Back in the days of big government grants, it was common practice and even a point of jokes to use the grant money to make sure you had preliminary data for the next thing.  While this practice existed almost entirely under-the-table, in today’s funding atmosphere it’s a common and expected form of practice. With the advent of the XPrize in 1996 to drive space exploration forward, many other foundations have warmed up to the idea that offering a very large cash prize for a completed product or solution is the most effective form of science funding. As a scientist, though, that means you need to find and raise starter capital first, before you can start playing in the big leagues. Once you win a big prize, your lab will be well-funded and recognized for years to come, but those early years can be tough. However, there is hope: while most of the big prize winners come from well-funded institutions, every once in a while there’s a team from a high school or small island developing nation that blows everyone away with the strength of their idea.
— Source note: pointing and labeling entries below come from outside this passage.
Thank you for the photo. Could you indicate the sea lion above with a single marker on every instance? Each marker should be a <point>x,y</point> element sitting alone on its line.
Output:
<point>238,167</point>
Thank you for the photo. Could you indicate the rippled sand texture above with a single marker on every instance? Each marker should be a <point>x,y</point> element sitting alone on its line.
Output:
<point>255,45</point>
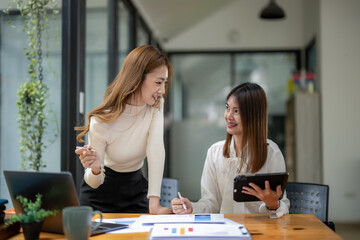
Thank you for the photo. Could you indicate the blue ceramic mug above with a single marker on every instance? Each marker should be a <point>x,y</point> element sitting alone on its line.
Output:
<point>77,222</point>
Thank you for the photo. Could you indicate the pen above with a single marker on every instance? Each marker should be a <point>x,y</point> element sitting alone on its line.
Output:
<point>87,148</point>
<point>183,203</point>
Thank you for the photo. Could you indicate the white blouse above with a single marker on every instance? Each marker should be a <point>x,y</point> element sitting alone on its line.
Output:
<point>124,143</point>
<point>218,177</point>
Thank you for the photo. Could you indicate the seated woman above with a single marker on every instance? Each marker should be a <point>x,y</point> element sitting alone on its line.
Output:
<point>246,150</point>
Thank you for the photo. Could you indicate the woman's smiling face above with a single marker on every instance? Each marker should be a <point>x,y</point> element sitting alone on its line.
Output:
<point>232,117</point>
<point>154,84</point>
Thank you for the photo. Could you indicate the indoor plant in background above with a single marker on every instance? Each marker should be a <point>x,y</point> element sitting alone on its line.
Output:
<point>33,217</point>
<point>33,93</point>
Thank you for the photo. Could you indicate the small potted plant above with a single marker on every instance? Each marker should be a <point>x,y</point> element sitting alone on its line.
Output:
<point>33,217</point>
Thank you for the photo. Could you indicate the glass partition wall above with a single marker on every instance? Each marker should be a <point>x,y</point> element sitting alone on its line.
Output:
<point>13,72</point>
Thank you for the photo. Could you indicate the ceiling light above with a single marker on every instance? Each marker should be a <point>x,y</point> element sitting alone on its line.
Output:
<point>272,11</point>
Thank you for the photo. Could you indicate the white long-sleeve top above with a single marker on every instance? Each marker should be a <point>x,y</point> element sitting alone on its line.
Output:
<point>217,182</point>
<point>124,143</point>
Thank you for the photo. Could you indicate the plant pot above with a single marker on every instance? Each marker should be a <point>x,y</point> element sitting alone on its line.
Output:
<point>31,230</point>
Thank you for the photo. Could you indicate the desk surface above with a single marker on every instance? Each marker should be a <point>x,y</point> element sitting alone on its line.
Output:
<point>292,226</point>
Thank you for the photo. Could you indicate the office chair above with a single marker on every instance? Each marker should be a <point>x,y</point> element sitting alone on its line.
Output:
<point>169,189</point>
<point>309,198</point>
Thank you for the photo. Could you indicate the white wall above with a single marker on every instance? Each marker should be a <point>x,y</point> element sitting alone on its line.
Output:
<point>237,26</point>
<point>340,81</point>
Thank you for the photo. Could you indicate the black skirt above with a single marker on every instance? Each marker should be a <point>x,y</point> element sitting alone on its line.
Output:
<point>120,193</point>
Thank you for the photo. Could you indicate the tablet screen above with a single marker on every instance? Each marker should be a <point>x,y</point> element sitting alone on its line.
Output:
<point>274,179</point>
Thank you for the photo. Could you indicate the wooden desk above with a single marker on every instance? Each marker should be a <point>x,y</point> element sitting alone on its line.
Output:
<point>292,226</point>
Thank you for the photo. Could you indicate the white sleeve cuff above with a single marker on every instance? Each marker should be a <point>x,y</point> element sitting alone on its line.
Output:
<point>93,180</point>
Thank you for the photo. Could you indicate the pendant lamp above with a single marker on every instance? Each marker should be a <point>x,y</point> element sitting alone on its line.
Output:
<point>272,11</point>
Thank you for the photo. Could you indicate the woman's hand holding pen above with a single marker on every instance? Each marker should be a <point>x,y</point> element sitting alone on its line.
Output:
<point>89,158</point>
<point>268,196</point>
<point>178,206</point>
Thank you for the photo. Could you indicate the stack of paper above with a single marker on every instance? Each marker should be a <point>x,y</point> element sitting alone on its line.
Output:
<point>199,231</point>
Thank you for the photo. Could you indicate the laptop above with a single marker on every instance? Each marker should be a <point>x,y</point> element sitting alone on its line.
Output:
<point>58,191</point>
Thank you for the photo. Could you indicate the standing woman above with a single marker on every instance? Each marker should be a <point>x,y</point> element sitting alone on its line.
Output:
<point>124,129</point>
<point>246,150</point>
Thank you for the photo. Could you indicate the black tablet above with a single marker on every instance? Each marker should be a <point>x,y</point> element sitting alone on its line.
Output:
<point>274,179</point>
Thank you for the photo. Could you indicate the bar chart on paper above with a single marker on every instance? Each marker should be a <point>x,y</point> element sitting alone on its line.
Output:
<point>199,232</point>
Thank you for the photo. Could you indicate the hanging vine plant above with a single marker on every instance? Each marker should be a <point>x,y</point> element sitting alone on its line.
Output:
<point>33,93</point>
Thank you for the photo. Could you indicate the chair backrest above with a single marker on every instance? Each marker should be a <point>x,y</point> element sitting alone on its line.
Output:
<point>169,189</point>
<point>308,198</point>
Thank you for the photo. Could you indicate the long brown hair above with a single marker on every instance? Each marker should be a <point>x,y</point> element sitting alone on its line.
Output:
<point>253,107</point>
<point>137,64</point>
Plus, second and third prize winners (or winners of sub-categories) still take home some cash so it’s worth getting in the game early.

Play the Long Game

Remember that just as you – the scientist – are human, so are the foundation managers and venture capitalists. Science is and always has been a social venture where some of the best work is done on a napkin at the bar. As humans with a lot of money, they also have enormous control over what subjects get research attention and who rises to the top of their field. Early on, it’s either luck or good flexibility that can bring you into the limelight of the Next Big Thing. But past your early career, a suggestion of yours over beer can create the Next Big Thing and put you right at the center of the activity. Just as mentors told you in graduate school that side projects are important, your tinkering in new subject areas or new developments can best position you to be critical to the next scientific campaign. Be your own cheerleader of these ideas. Learn how to speak to the press, or help create a TV show, podcast, or game that showcases your topic and your work. Since foundation managers and venture capitalists are responsive to the zeitgeist of the general public, it’s important that you are too.


On January 1, 2016, the Southern Fried Science central server began uploading blog posts apparently circa 2041. Due to a related corruption of the contemporary database, we are, at this time, unable to remove these Field Notes from the Future or prevent the uploading of additional posts. Please enjoy this glimpse into the ocean future while we attempt to rectify the situation.